I still love them, but ... point taken. Then I started seeing a lot of eight-point metallic stars in home decor, and my wheels started turning. I set out to stencil them on my very own living room wall.

It was quite the project, seeing as how I had to work everything in between my kids' naps, but it was a project so worth doing. Here's how to get the job done, step by step.

1. Prime. Since I wanted a black wall, I knew the surface beneath had to be completely smooth without any color variations. I used a tinted primer in a deep shade of plum so nothing would show.


2. Paint. To make the metallic stars pop, I wanted a matte black paint. I used chalkboard paint for that effect, and it worked beautifully. Since I already had a pint of black semi-gloss, I painted it over the primer and under the chalkboard to be sure everything would turn out super dark and smooth. This step was probably unnecessary, since the chalkboard paint covered everything so nicely.


3. Measure. With a repeating pattern, there is no room for error. Much to my chagrin, I had to face my old nemesis: math. I measured the wall, horizontally and vertically, then figured out how to evenly divide the wall. In this case, it turned out to be every 9 inches, again both horizontally and vertically. Next I got out a long ruler with a level and marked everything out with chalk — convenient, seeing as how I used chalkboard paint. I first drew vertical lines, then made little marks every 9 inches where the stars would go.

4. Test. I needed a visual cue to let me know that I was on the right track, since I couldn't judge the final product by tic marks alone. I found a graphic of an 8-point star online, printed several and cut them out, then taped them to the wall. It worked beautifully, so I set to work.


5. Stencil. I bought thick sheets of vellum at the craft store, conveniently located with all the other stenciling materials. I took one of my star cutouts and traced the design on a sheet, then cut it out using an X-acto knife. Using painter's tape, I taped it to the wall at my markings.
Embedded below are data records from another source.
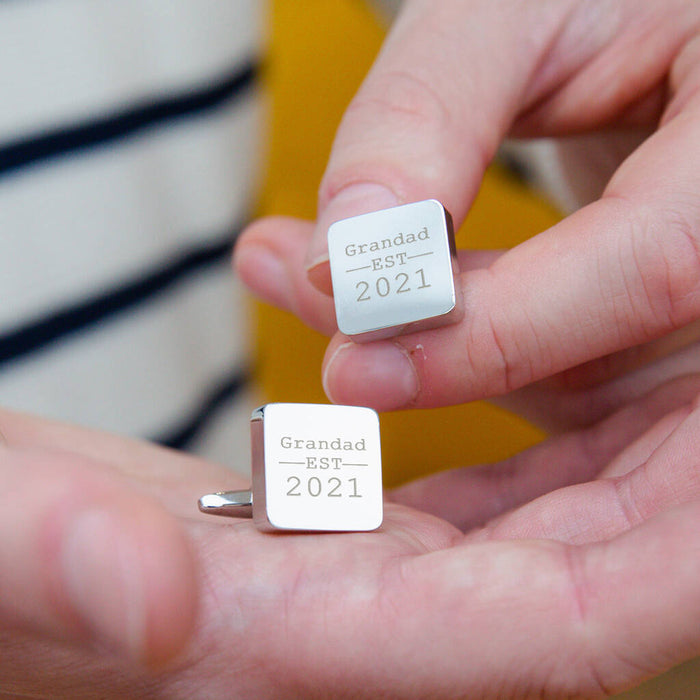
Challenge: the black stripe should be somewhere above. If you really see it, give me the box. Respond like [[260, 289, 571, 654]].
[[155, 371, 249, 450], [0, 226, 243, 366], [0, 62, 259, 177]]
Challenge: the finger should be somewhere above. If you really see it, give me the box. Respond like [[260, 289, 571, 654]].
[[307, 0, 691, 293], [0, 446, 197, 665], [306, 1, 580, 293], [482, 392, 700, 544], [385, 502, 700, 697], [494, 321, 700, 433], [0, 409, 250, 519], [324, 69, 700, 410], [233, 217, 337, 336], [390, 375, 700, 535], [233, 216, 503, 335]]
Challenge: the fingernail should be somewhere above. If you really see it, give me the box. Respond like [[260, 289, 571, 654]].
[[306, 182, 399, 270], [61, 510, 146, 659], [235, 245, 290, 308], [323, 341, 420, 411]]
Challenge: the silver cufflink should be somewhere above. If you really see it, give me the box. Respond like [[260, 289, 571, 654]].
[[328, 199, 462, 342], [199, 403, 383, 531]]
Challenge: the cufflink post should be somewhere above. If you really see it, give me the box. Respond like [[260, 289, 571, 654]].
[[199, 403, 383, 532]]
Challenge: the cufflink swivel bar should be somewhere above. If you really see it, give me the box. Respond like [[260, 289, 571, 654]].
[[199, 403, 383, 531]]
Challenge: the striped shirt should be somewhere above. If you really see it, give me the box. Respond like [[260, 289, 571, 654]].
[[0, 0, 262, 471]]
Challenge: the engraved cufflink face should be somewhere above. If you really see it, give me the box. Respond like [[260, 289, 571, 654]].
[[251, 403, 383, 531], [328, 199, 462, 342]]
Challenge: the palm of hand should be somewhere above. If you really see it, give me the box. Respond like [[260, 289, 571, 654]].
[[0, 394, 700, 698]]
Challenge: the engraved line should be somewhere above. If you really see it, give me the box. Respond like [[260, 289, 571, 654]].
[[406, 250, 433, 260]]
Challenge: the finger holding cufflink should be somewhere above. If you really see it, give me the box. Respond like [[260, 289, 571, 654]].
[[328, 199, 463, 342], [199, 403, 383, 532]]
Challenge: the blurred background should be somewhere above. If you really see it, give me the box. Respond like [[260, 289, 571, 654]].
[[253, 0, 700, 700], [254, 0, 558, 486]]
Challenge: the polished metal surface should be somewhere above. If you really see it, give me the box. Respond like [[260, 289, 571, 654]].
[[198, 491, 253, 518], [328, 199, 463, 342], [199, 403, 383, 532]]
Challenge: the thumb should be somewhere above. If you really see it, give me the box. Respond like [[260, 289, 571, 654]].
[[0, 448, 197, 666]]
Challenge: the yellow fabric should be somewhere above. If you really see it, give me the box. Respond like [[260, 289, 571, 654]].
[[256, 0, 557, 486]]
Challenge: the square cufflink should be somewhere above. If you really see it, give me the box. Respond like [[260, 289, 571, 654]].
[[199, 403, 383, 532], [328, 199, 462, 342]]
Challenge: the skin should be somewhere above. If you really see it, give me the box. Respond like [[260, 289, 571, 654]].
[[236, 0, 700, 430], [6, 0, 700, 698], [0, 376, 700, 698]]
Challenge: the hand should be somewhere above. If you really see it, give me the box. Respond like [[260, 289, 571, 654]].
[[0, 392, 700, 698], [237, 0, 700, 429]]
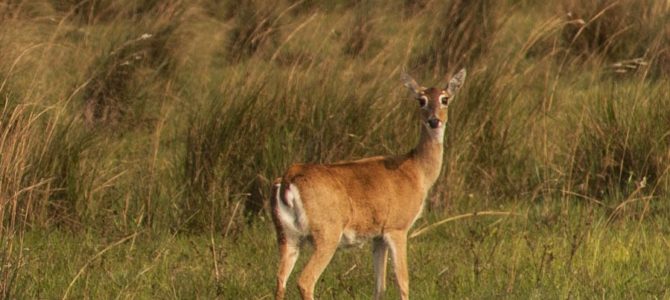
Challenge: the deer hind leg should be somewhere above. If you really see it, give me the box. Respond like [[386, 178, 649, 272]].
[[385, 231, 409, 300], [275, 239, 300, 300], [298, 232, 340, 300], [372, 238, 388, 300]]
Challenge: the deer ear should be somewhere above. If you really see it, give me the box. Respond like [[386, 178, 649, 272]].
[[400, 73, 423, 96], [444, 69, 467, 95]]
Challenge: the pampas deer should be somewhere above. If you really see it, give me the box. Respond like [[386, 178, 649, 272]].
[[271, 69, 465, 299]]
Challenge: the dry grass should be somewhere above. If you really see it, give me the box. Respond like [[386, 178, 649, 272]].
[[0, 0, 670, 297]]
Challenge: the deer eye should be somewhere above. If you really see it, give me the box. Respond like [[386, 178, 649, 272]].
[[416, 96, 428, 107], [440, 96, 449, 105]]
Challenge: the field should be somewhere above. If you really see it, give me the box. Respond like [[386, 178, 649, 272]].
[[0, 0, 670, 299]]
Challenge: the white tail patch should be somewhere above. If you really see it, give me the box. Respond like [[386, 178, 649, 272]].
[[275, 184, 308, 236]]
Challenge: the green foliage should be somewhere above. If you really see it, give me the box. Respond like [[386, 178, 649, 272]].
[[0, 0, 670, 298]]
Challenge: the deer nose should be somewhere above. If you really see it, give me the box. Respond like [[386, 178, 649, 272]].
[[428, 118, 440, 129]]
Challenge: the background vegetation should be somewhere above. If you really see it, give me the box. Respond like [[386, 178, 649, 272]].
[[0, 0, 670, 299]]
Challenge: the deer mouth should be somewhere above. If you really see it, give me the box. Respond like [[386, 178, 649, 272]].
[[426, 118, 442, 129]]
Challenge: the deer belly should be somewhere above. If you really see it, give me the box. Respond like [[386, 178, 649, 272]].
[[340, 229, 371, 247]]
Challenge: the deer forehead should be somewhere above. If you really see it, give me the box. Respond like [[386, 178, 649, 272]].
[[421, 87, 447, 101]]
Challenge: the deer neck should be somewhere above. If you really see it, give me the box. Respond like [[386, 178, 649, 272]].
[[410, 126, 444, 188]]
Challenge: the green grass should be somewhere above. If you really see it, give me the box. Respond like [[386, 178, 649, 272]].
[[7, 203, 670, 299], [0, 0, 670, 299]]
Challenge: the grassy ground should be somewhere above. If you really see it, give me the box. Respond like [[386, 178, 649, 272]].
[[0, 0, 670, 299], [7, 203, 670, 299]]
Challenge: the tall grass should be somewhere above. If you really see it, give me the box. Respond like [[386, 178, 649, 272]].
[[0, 1, 669, 232]]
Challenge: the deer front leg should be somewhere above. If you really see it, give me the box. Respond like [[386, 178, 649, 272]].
[[372, 238, 388, 300], [386, 231, 409, 300], [298, 233, 340, 300]]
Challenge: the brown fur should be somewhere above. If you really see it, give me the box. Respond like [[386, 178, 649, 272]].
[[272, 72, 464, 299]]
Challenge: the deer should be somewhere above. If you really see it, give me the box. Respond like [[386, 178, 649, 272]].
[[270, 69, 466, 299]]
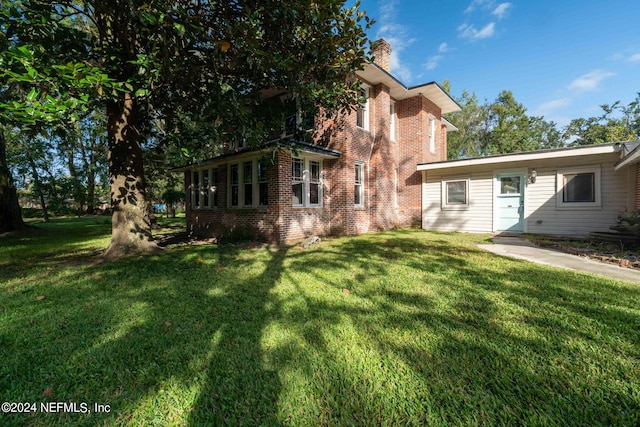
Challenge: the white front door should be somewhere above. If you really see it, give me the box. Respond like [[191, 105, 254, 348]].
[[494, 174, 525, 233]]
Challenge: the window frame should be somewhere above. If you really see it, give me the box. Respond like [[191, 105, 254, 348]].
[[190, 167, 218, 210], [440, 177, 471, 211], [389, 101, 396, 141], [190, 169, 201, 210], [556, 165, 602, 210], [227, 156, 269, 209], [353, 161, 366, 209], [429, 115, 436, 153], [356, 85, 371, 131], [291, 156, 324, 208]]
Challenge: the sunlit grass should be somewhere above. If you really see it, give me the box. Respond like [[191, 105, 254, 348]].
[[0, 218, 640, 426]]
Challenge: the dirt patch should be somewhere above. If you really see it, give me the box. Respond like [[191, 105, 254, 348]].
[[529, 236, 640, 270]]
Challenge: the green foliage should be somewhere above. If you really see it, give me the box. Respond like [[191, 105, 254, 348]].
[[447, 90, 564, 159], [447, 90, 640, 159], [564, 93, 640, 146]]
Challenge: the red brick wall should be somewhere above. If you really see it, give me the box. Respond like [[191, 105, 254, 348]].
[[185, 77, 450, 243], [636, 163, 640, 209]]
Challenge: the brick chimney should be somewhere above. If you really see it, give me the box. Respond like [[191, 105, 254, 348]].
[[371, 39, 391, 73]]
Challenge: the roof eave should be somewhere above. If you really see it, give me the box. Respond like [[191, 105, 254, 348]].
[[356, 63, 462, 114], [417, 143, 621, 171]]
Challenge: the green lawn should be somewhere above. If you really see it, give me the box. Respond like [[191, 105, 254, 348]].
[[0, 218, 640, 426]]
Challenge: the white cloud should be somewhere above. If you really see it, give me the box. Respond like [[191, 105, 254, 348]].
[[458, 22, 496, 40], [627, 52, 640, 62], [569, 70, 615, 92], [536, 98, 573, 116], [464, 0, 496, 13], [424, 55, 443, 70], [491, 3, 513, 19]]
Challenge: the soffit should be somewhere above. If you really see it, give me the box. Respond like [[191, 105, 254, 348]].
[[356, 64, 461, 114]]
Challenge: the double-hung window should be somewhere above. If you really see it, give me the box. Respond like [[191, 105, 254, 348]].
[[356, 86, 369, 130], [291, 157, 322, 207], [191, 168, 218, 209], [211, 168, 219, 207], [429, 116, 436, 153], [291, 158, 304, 206], [228, 158, 269, 208], [191, 171, 200, 209], [200, 169, 211, 208], [258, 160, 269, 206], [353, 162, 364, 208], [389, 102, 396, 141], [556, 166, 602, 209], [229, 165, 240, 207], [242, 161, 253, 206]]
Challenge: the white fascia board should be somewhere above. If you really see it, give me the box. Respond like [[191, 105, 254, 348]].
[[417, 144, 620, 171]]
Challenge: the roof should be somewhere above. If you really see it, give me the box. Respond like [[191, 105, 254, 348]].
[[616, 139, 640, 170], [418, 142, 623, 171], [356, 63, 462, 114], [169, 139, 342, 172]]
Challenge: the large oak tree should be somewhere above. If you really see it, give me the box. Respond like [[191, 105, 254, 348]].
[[0, 0, 369, 256]]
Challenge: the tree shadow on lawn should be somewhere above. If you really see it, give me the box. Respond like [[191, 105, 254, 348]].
[[0, 232, 640, 425], [280, 236, 640, 425], [0, 242, 286, 425]]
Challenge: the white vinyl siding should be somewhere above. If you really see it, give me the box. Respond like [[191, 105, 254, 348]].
[[422, 153, 635, 236]]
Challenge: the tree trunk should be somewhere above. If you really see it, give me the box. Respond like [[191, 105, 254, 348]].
[[0, 128, 25, 232], [103, 93, 159, 258], [80, 141, 96, 215], [29, 156, 49, 222]]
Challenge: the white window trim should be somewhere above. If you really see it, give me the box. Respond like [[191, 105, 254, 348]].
[[356, 85, 371, 131], [191, 167, 220, 210], [556, 165, 602, 210], [440, 177, 471, 211], [291, 156, 323, 208], [429, 115, 436, 153], [229, 157, 268, 209], [353, 162, 366, 209]]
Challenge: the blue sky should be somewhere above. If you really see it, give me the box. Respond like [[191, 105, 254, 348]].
[[360, 0, 640, 126]]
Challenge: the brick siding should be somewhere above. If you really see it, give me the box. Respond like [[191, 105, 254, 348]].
[[185, 42, 448, 243]]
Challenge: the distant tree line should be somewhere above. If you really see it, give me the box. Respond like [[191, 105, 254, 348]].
[[444, 89, 640, 159]]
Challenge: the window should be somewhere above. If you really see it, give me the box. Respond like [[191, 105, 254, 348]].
[[191, 171, 200, 209], [228, 158, 269, 208], [191, 169, 218, 209], [291, 159, 304, 206], [229, 165, 240, 206], [242, 161, 253, 206], [353, 162, 364, 208], [309, 160, 320, 205], [442, 178, 469, 210], [500, 176, 520, 194], [429, 117, 436, 153], [356, 87, 369, 130], [200, 169, 211, 208], [556, 166, 602, 209], [389, 102, 396, 141], [291, 158, 322, 207], [211, 169, 219, 207], [258, 160, 269, 206]]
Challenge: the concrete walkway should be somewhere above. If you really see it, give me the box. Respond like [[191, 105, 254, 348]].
[[478, 236, 640, 283]]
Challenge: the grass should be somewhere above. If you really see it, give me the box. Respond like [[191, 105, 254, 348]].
[[0, 218, 640, 426]]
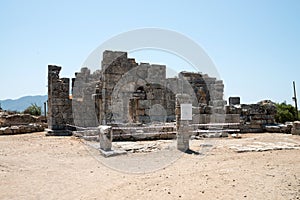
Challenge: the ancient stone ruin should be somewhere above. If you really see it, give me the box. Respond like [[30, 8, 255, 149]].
[[48, 51, 226, 132], [48, 51, 298, 152]]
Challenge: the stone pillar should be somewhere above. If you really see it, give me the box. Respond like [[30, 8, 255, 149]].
[[98, 126, 112, 151], [47, 65, 73, 135], [175, 94, 192, 152]]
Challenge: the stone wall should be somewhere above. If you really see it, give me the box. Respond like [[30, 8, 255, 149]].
[[225, 101, 276, 133], [72, 67, 101, 127], [48, 51, 226, 130]]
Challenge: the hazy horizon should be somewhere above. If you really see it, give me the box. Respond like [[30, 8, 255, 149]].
[[0, 0, 300, 104]]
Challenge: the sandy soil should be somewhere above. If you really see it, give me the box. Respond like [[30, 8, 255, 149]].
[[0, 133, 300, 199]]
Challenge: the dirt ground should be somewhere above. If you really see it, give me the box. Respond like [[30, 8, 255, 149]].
[[0, 133, 300, 200]]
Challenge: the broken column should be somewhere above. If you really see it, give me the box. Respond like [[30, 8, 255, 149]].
[[175, 94, 192, 152], [98, 126, 112, 151]]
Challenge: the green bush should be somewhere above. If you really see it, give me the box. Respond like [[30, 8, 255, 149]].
[[275, 102, 297, 123], [23, 104, 42, 116]]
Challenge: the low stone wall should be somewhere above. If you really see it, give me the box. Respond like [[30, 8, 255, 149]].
[[0, 124, 44, 135], [291, 121, 300, 135], [0, 113, 46, 127]]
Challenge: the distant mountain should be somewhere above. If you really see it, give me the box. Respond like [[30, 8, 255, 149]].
[[0, 95, 48, 112]]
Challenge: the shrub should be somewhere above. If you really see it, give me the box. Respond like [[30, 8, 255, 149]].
[[24, 104, 42, 116], [275, 102, 296, 123]]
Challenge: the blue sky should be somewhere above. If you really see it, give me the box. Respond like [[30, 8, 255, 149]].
[[0, 0, 300, 103]]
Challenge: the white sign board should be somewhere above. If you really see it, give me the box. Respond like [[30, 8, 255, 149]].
[[180, 104, 193, 120]]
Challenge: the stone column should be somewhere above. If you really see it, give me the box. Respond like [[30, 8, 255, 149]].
[[98, 126, 112, 151], [175, 94, 192, 152]]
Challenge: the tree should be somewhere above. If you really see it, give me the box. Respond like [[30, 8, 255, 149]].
[[275, 102, 297, 123], [24, 103, 42, 116]]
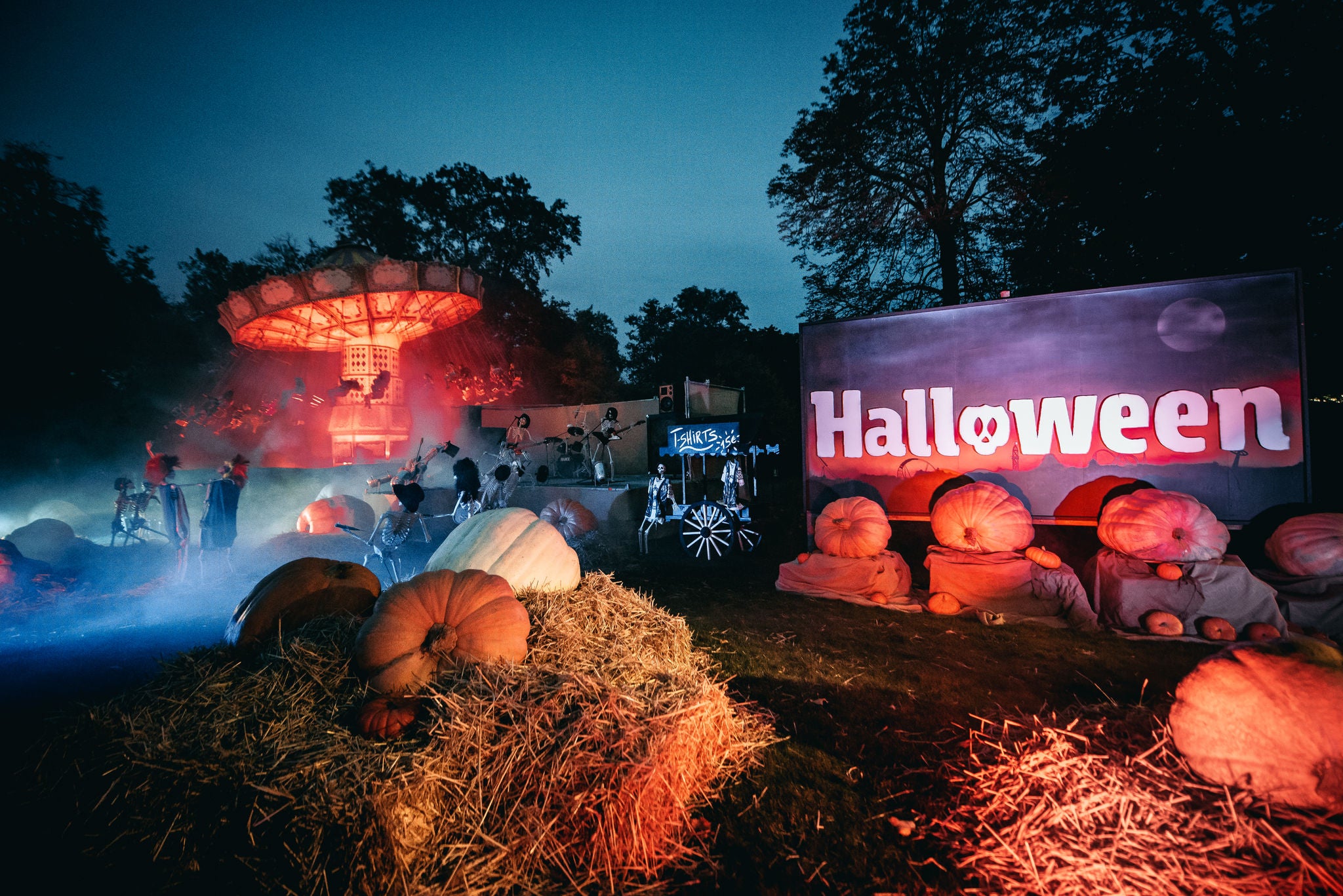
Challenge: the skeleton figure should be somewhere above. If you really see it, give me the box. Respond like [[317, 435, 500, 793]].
[[452, 457, 481, 522], [639, 463, 672, 553], [197, 454, 250, 577], [145, 442, 191, 580], [719, 446, 747, 511], [111, 476, 163, 547], [368, 439, 460, 489], [481, 442, 531, 511], [336, 482, 447, 583]]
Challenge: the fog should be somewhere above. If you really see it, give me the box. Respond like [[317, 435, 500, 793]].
[[0, 448, 493, 703]]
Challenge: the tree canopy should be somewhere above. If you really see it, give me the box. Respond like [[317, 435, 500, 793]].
[[327, 161, 580, 293], [768, 0, 1045, 320], [0, 142, 192, 469]]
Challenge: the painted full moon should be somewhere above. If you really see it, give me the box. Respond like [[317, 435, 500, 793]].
[[1156, 298, 1226, 352]]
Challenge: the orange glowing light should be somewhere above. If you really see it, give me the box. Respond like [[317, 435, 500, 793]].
[[219, 246, 482, 463]]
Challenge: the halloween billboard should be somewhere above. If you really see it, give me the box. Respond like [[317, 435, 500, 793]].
[[802, 271, 1310, 522]]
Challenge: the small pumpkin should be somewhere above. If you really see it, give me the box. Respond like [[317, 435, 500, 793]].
[[1096, 489, 1230, 563], [1026, 548, 1064, 570], [355, 697, 419, 740], [5, 517, 76, 563], [1264, 513, 1343, 576], [815, 497, 891, 558], [540, 498, 597, 541], [426, 508, 582, 591], [1241, 622, 1283, 641], [224, 558, 383, 648], [1143, 610, 1184, 638], [355, 572, 529, 695], [928, 591, 961, 617], [1198, 617, 1235, 641], [294, 494, 377, 537], [932, 482, 1035, 553], [1170, 638, 1343, 810], [1156, 563, 1184, 581]]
Now here's the tricky part: I had intended to use metallic craft paint because it's cheaper and has a beautiful shiny finish. Sadly, it wouldn't stick to the chalkboard paint. Latex and latex do not mix, and it wiped right off. The professional way to do this is to go to a specialty paint store and have them custom make metallic paint, but with lots of little kids always around, I had no time for that nonsense. So I went the ghetto way: I dug up some spray paint from the garage, sprayed a few squirts into a paper cup, and used a sponge brush to apply it to the wall.



The end result was gorgeous, but the process was a huge pain in the butt. I had to pop outside each time I filled the cup — which was frequently, because I could only put a few sprays in at a time. I got anywhere from 2-5 stars with 5-8 sprays. Then I'd move the stencil and back out I'd go, spray in the cup, and run back in and paint before it dried. In hindsight it would have taken me less time to drag the kids to Sherwin-Williams, but nevertheless, the job got done.


After the paint dried, I wiped the wall down one final time to remove the chalk, and finito!


I can't tell you how much I love this wall. I go in and stare at it several times a day. It just has a feeling to it, and you get that right when you walk into my home. This look probably isn't for everyone, but if you are looking to go bold, you can't go wrong with dark colors and bright metallics.





In the end it was completely worth the time, and the aggravation was only slight. Without the distractions of children and other duties, you could totally knock this out in a weekend. If you primed Friday night and painted Saturday morning, you could be stenciling by Saturday night and done by Sunday. And totally happy with it until the end of time ... or until you get bored and decide to start all over again.